BOTKINS — Botkins Board of Education members officially decided to begin the process of building a new K-12 school during Wednesday’s meeting.
In a unanimous vote, board members decided the district’s best option was to pursue a new 102,000-square foot facility and to pursue the local financing needed from voters in the November election.
Board members made the move official by hiring Fanning-Howey and Associates engineering firm to design its master plan to be submitted for final approval to the Ohio Schools Facilities Commission (OSFC).
“The people I have talked to have been mostly positive,” board President Jack Koenig said.
Two other firms had been attempting to get hired for the project. Freytag and Associates in Sidney and Garmann-Miller & Associates in Minster. However, board members seemed most impressed with Fanning/Howey.
“I like them because they have more resources,” Koenig said.
However, the school district is facing one catch. After OSFC officials visited the site May 20, their report after the visit stipulated that if the district decided to build on the current location, they would have to renovate and add on rather than build completely new. The cost of that project would have been $8.3 million, more than $2 million more if they would build new.
Many residents had expressed an interest in keeping the same location at three previous public meetings. However, school board members felt building on the current location would put unnecessary added stress on taxpayers’ wallets.
While board members have not been in any official discussions, casual conversations have been carried on with the Henry Hegemann trust which owns about 92 acres between Walnut Street and Botkins Community Park near Interstate 75. The estate is tied up in a tax shelter contract until September.
“There was some general discussion and they have expressed interest in selling the land,” Koenig said.

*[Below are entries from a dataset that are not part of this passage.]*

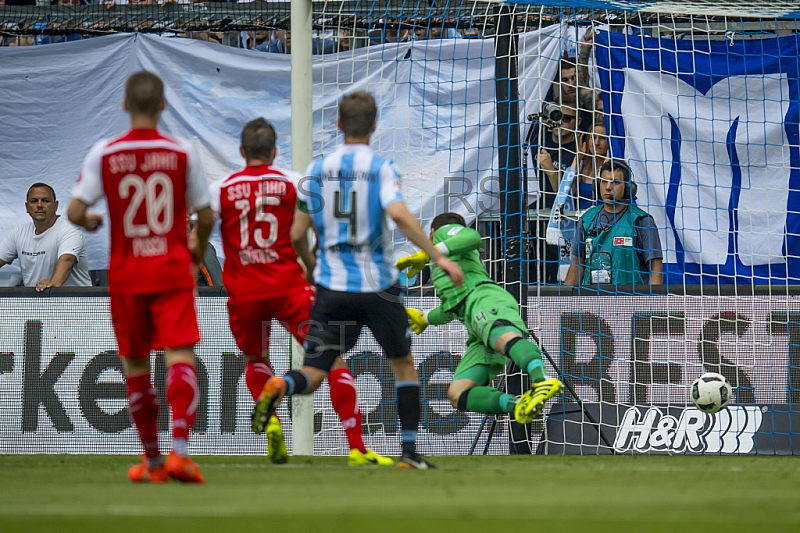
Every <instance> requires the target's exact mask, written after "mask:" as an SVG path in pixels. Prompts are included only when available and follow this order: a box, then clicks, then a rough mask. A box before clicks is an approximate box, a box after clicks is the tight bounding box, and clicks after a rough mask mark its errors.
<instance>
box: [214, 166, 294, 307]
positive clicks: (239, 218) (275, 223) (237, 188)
mask: <svg viewBox="0 0 800 533" xmlns="http://www.w3.org/2000/svg"><path fill="white" fill-rule="evenodd" d="M299 177H300V176H299V174H296V173H294V172H290V171H288V170H283V169H280V168H276V167H273V166H271V165H258V166H248V167H246V168H244V170H241V171H239V172H236V173H235V174H231V175H230V176H228V177H227V178H225V179H224V180H221V181H218V182H216V183H215V184H213V185H212V186H211V207H212V208H213V209H214V210H215V211H216V212H217V214H218V215H219V218H220V232H221V234H222V248H223V250H224V251H225V267H224V268H223V270H222V282H223V284H224V285H225V290H226V291H227V292H228V295H229V296H230V298H231V299H232V300H235V301H237V302H245V301H252V300H259V299H263V298H265V297H266V298H273V297H276V296H283V295H286V294H290V293H293V292H296V291H297V290H300V288H302V287H305V286H306V285H307V283H306V280H305V278H304V277H303V269H302V267H301V266H300V263H298V262H297V254H296V253H295V251H294V248H293V247H292V241H291V239H290V237H289V230H290V229H291V227H292V221H293V220H294V209H295V205H296V204H297V188H296V184H297V181H298V179H299Z"/></svg>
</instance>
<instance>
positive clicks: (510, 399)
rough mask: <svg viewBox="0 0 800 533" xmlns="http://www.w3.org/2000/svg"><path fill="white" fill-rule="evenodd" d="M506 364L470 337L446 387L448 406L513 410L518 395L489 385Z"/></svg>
mask: <svg viewBox="0 0 800 533" xmlns="http://www.w3.org/2000/svg"><path fill="white" fill-rule="evenodd" d="M504 366H505V358H503V357H498V356H497V354H494V353H489V354H487V353H486V350H485V349H484V348H483V346H482V344H481V343H480V342H479V341H478V340H477V339H473V341H472V342H468V343H467V350H466V352H465V353H464V357H462V358H461V361H460V362H459V364H458V366H457V367H456V370H455V374H454V376H453V381H452V382H451V383H450V387H449V388H448V389H447V397H448V399H449V400H450V405H452V406H453V407H454V408H455V409H458V410H460V411H471V412H474V413H485V414H504V413H512V412H514V406H515V405H516V403H517V398H516V397H515V396H514V395H512V394H507V393H504V392H502V391H499V390H497V389H495V388H494V387H492V386H491V385H490V383H491V382H492V380H493V379H494V378H495V376H497V374H499V373H500V372H501V371H502V370H503V368H504Z"/></svg>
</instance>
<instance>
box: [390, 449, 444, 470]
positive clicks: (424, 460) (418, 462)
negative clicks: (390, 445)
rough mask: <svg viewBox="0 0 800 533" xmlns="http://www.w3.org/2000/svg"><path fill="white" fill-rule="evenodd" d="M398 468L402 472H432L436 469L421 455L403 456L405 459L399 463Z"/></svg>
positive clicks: (400, 460)
mask: <svg viewBox="0 0 800 533" xmlns="http://www.w3.org/2000/svg"><path fill="white" fill-rule="evenodd" d="M397 468H399V469H401V470H430V469H432V468H436V467H435V466H434V465H432V464H431V463H429V462H428V461H426V460H425V458H423V457H422V456H421V455H419V454H417V453H414V454H405V453H404V454H403V457H401V458H400V460H399V461H398V462H397Z"/></svg>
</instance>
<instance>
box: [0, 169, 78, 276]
mask: <svg viewBox="0 0 800 533" xmlns="http://www.w3.org/2000/svg"><path fill="white" fill-rule="evenodd" d="M25 210H26V211H27V212H28V214H29V215H30V217H31V219H33V223H25V224H21V225H19V226H17V227H16V228H14V229H12V230H11V231H9V232H8V233H7V234H6V235H5V238H4V239H3V240H2V242H0V267H2V266H3V265H7V264H9V263H11V262H12V261H14V259H16V258H19V266H20V271H21V273H22V281H23V284H24V285H25V286H26V287H36V290H37V291H39V292H41V291H43V290H45V289H49V288H50V287H61V286H65V287H90V286H91V285H92V280H91V278H90V277H89V260H88V258H87V255H86V242H85V241H84V239H83V234H82V233H81V231H80V230H79V229H78V228H76V227H75V226H73V225H72V224H70V223H69V222H67V220H66V219H64V218H62V217H61V216H60V215H58V214H56V211H57V210H58V201H56V192H55V191H54V190H53V188H52V187H51V186H49V185H47V184H46V183H34V184H33V185H31V186H30V188H29V189H28V194H27V195H26V198H25Z"/></svg>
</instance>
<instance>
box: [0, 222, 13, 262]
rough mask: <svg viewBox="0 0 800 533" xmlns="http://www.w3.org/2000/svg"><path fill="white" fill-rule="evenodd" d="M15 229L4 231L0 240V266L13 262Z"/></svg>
mask: <svg viewBox="0 0 800 533" xmlns="http://www.w3.org/2000/svg"><path fill="white" fill-rule="evenodd" d="M15 233H16V230H11V231H9V232H8V233H6V235H5V237H3V240H1V241H0V267H4V266H6V265H9V264H11V263H13V262H14V259H16V258H17V246H16V244H15V241H14V234H15Z"/></svg>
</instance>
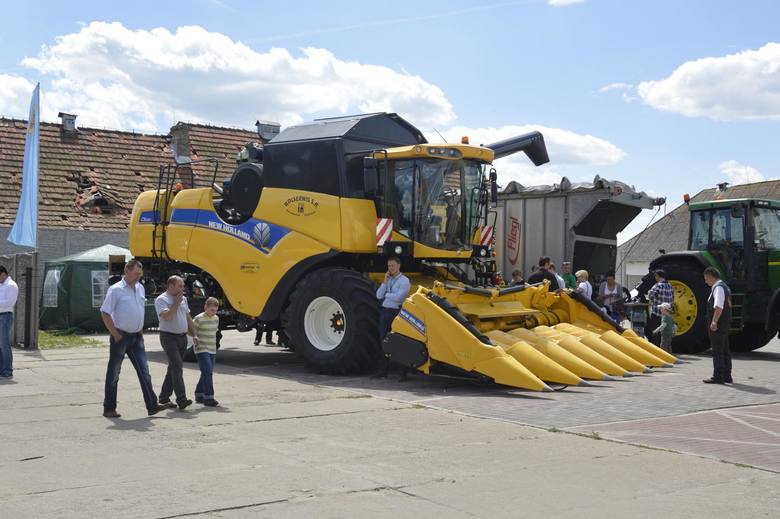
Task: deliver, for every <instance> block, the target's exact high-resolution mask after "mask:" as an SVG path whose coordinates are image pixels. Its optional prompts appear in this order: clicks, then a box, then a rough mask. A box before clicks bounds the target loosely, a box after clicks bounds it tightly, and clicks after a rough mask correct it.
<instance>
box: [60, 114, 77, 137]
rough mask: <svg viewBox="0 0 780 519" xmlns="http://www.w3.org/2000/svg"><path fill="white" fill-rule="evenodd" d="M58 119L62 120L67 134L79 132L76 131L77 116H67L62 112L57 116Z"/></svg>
mask: <svg viewBox="0 0 780 519" xmlns="http://www.w3.org/2000/svg"><path fill="white" fill-rule="evenodd" d="M57 117H59V118H60V119H62V131H64V132H65V133H76V132H77V131H78V130H77V129H76V115H75V114H66V113H65V112H60V113H58V114H57Z"/></svg>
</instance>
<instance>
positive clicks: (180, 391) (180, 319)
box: [100, 260, 219, 418]
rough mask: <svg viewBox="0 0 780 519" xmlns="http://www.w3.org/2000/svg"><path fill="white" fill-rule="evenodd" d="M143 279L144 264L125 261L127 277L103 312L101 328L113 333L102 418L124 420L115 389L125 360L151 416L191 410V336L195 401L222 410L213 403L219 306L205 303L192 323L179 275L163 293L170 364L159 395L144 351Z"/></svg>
mask: <svg viewBox="0 0 780 519" xmlns="http://www.w3.org/2000/svg"><path fill="white" fill-rule="evenodd" d="M142 275H143V265H142V264H141V262H140V261H138V260H130V261H129V262H127V264H126V265H125V271H124V276H122V279H121V280H120V281H118V282H117V283H115V284H113V285H111V286H110V287H109V289H108V292H107V293H106V297H105V299H104V300H103V304H102V305H101V307H100V314H101V316H102V318H103V323H104V324H105V326H106V328H107V329H108V331H109V333H110V334H111V337H110V338H109V357H108V366H107V368H106V383H105V390H104V391H105V396H104V399H103V416H105V417H106V418H119V417H120V416H121V415H120V414H119V413H118V412H117V387H118V385H119V373H120V371H121V369H122V362H123V361H124V358H125V356H127V358H128V359H129V360H130V363H131V364H132V365H133V368H134V369H135V372H136V374H137V375H138V381H139V382H140V384H141V393H142V394H143V398H144V403H145V404H146V410H147V413H148V414H149V416H152V415H155V414H157V413H159V412H160V411H163V410H165V409H175V408H178V409H181V410H183V409H186V408H187V407H189V406H190V405H192V400H190V399H189V398H188V397H187V390H186V387H185V384H184V370H183V357H184V355H185V353H186V351H187V335H190V336H191V337H192V340H193V349H194V352H195V355H196V357H197V359H198V367H199V368H200V379H199V380H198V384H197V385H196V387H195V401H196V402H198V403H201V404H203V405H204V406H209V407H216V406H218V405H219V402H217V401H216V400H215V399H214V382H213V372H214V363H215V360H216V355H217V329H218V327H219V317H218V316H217V315H216V314H217V310H219V301H218V300H217V299H216V298H213V297H210V298H208V299H206V302H205V306H204V311H203V312H202V313H200V314H198V315H197V316H195V317H194V318H193V317H192V316H191V315H190V309H189V306H188V304H187V298H186V296H185V295H184V280H183V279H182V278H181V277H179V276H171V277H170V278H168V281H167V283H166V290H165V292H163V293H162V294H160V295H159V296H158V297H157V299H156V300H155V305H154V306H155V310H156V311H157V316H158V317H159V320H160V323H159V330H160V345H161V346H162V348H163V350H164V351H165V355H166V357H167V359H168V370H167V372H166V374H165V379H164V380H163V384H162V388H161V390H160V393H159V395H157V394H155V392H154V387H153V386H152V377H151V374H150V372H149V364H148V361H147V359H146V348H145V347H144V337H143V325H144V310H145V305H146V292H145V290H144V287H143V285H142V284H141V282H140V280H141V276H142ZM172 395H175V397H176V402H175V403H174V402H172V401H171V396H172Z"/></svg>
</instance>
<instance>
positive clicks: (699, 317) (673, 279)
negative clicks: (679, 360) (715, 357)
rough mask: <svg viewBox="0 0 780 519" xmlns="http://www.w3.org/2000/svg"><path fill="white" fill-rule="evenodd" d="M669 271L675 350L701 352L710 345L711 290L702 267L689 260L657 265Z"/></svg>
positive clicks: (672, 341) (685, 351) (704, 350)
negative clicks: (672, 294) (710, 312)
mask: <svg viewBox="0 0 780 519" xmlns="http://www.w3.org/2000/svg"><path fill="white" fill-rule="evenodd" d="M657 268H660V269H663V270H665V271H666V280H667V281H668V282H669V284H670V285H672V288H674V323H675V324H676V325H677V335H676V336H675V337H674V339H672V350H673V351H674V352H675V353H699V352H702V351H705V350H707V349H708V348H709V347H710V344H709V338H708V336H707V325H706V323H705V321H706V320H707V298H708V297H709V294H710V289H709V287H708V286H707V284H706V283H704V277H703V275H702V272H703V269H702V268H701V267H698V266H694V265H691V264H689V263H681V262H676V261H670V262H668V263H663V264H661V265H657Z"/></svg>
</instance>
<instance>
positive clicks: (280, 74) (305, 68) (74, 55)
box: [0, 22, 455, 131]
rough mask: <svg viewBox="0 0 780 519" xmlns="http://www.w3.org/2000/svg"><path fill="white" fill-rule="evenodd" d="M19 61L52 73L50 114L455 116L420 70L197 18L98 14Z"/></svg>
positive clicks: (281, 119)
mask: <svg viewBox="0 0 780 519" xmlns="http://www.w3.org/2000/svg"><path fill="white" fill-rule="evenodd" d="M22 64H23V65H24V66H26V67H29V68H31V69H33V70H35V71H36V72H37V73H39V74H43V75H44V76H47V77H48V78H50V79H51V82H50V87H49V88H48V92H45V93H46V96H45V97H44V100H45V101H44V103H43V107H42V111H43V117H44V119H45V120H53V118H54V117H56V114H57V112H58V111H68V112H71V113H76V114H78V116H79V123H80V124H81V125H84V126H87V125H90V126H104V127H111V128H123V129H130V128H134V129H138V130H143V131H161V130H162V131H165V130H167V129H168V127H170V125H171V124H172V123H173V122H175V121H177V120H195V121H208V122H212V123H215V124H227V125H233V126H241V127H247V126H251V124H252V122H254V120H255V119H256V118H261V119H270V120H277V121H279V122H281V123H282V124H283V125H289V124H294V123H298V122H301V121H303V120H304V119H306V118H309V117H307V116H311V115H317V114H320V113H326V114H329V115H332V114H334V113H340V114H346V113H355V112H369V111H393V112H399V113H400V114H402V115H403V116H404V117H407V118H408V119H409V120H410V121H412V122H413V123H414V124H417V125H421V126H432V125H444V124H449V123H451V122H452V121H453V120H454V119H455V113H454V111H453V109H452V105H451V104H450V102H449V101H448V100H447V98H446V96H445V95H444V92H443V91H442V90H441V89H440V88H439V87H437V86H436V85H433V84H431V83H429V82H427V81H425V80H424V79H422V78H421V77H419V76H415V75H411V74H408V73H401V72H397V71H394V70H392V69H390V68H387V67H384V66H380V65H371V64H363V63H358V62H355V61H344V60H341V59H339V58H337V57H336V56H334V55H333V54H332V53H331V52H329V51H328V50H325V49H316V48H306V49H303V50H302V51H301V54H300V55H298V56H295V55H293V54H291V53H290V52H289V51H288V50H286V49H281V48H273V49H270V50H269V51H267V52H257V51H255V50H253V49H251V48H249V47H247V46H246V45H244V44H242V43H240V42H236V41H233V40H232V39H230V38H229V37H227V36H225V35H223V34H220V33H216V32H209V31H207V30H206V29H203V28H202V27H197V26H189V27H180V28H178V29H177V30H176V31H175V32H174V33H172V32H170V31H168V30H167V29H162V28H157V29H152V30H150V31H146V30H131V29H128V28H126V27H124V26H123V25H122V24H120V23H103V22H93V23H90V24H89V25H87V26H85V27H83V28H81V30H80V31H79V32H76V33H72V34H67V35H65V36H60V37H58V38H57V41H56V43H55V44H54V45H51V46H44V47H43V48H42V49H41V51H40V53H39V54H38V55H37V56H35V57H29V58H25V59H24V60H23V61H22ZM20 79H21V78H20ZM0 88H2V87H0ZM15 88H16V89H17V90H18V87H15ZM14 91H15V90H14ZM4 92H5V91H4V90H2V89H0V107H6V106H7V107H8V108H4V110H3V111H4V112H5V111H9V112H11V111H18V108H17V109H16V110H14V109H13V108H12V107H13V106H16V105H17V104H18V103H19V100H18V99H16V97H14V96H13V95H10V94H9V95H6V94H5V93H4ZM25 98H26V100H25V102H29V93H27V94H25ZM23 104H24V103H23ZM23 108H24V110H26V107H23Z"/></svg>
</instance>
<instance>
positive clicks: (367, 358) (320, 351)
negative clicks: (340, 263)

Current estimates for building the new facility are approximately $5.82 million for the local share, which will cost a total of approximately $23.3 million. The district is locked into a 25 percent share to be funded locally with the state funding 75 percent of the project.
Included in three funding options is the demolition of the 1956 school building, along with the 1965, 1984, 1990 and 1995 additions, save the new 1995 gymnasium. Depending what the board decides to do concerning locally funded initiatives, the board estimates approximately another $1 million in costs for paving and other projects at the gymnasium site.
For a taxpayer with a $100,000 home, the current estimates would increase their taxes from about $205 to $250 a year, based on an estimated 6.7- to 8.2-mill property levy.
Board members have until Aug. 5 to decide what millage to put up for a vote in the November election.
Board members rescheduled their regular meetings for July 15 and Aug. 17 and plan to discuss the new school vote in further detail. A special meeting will also be scheduled for either June 27 or July 6 to be determined at a future date, while another public meeting has been scheduled for Aug. 2.
In other action, board members approved the hiring of Don Mack as the high school varsity girls basketball coach after a lengthy executive session.
Mack was the junior varsity coach last season. He replaces Tom Platfoot, who submitted his resignation at a board meeting earlier this year.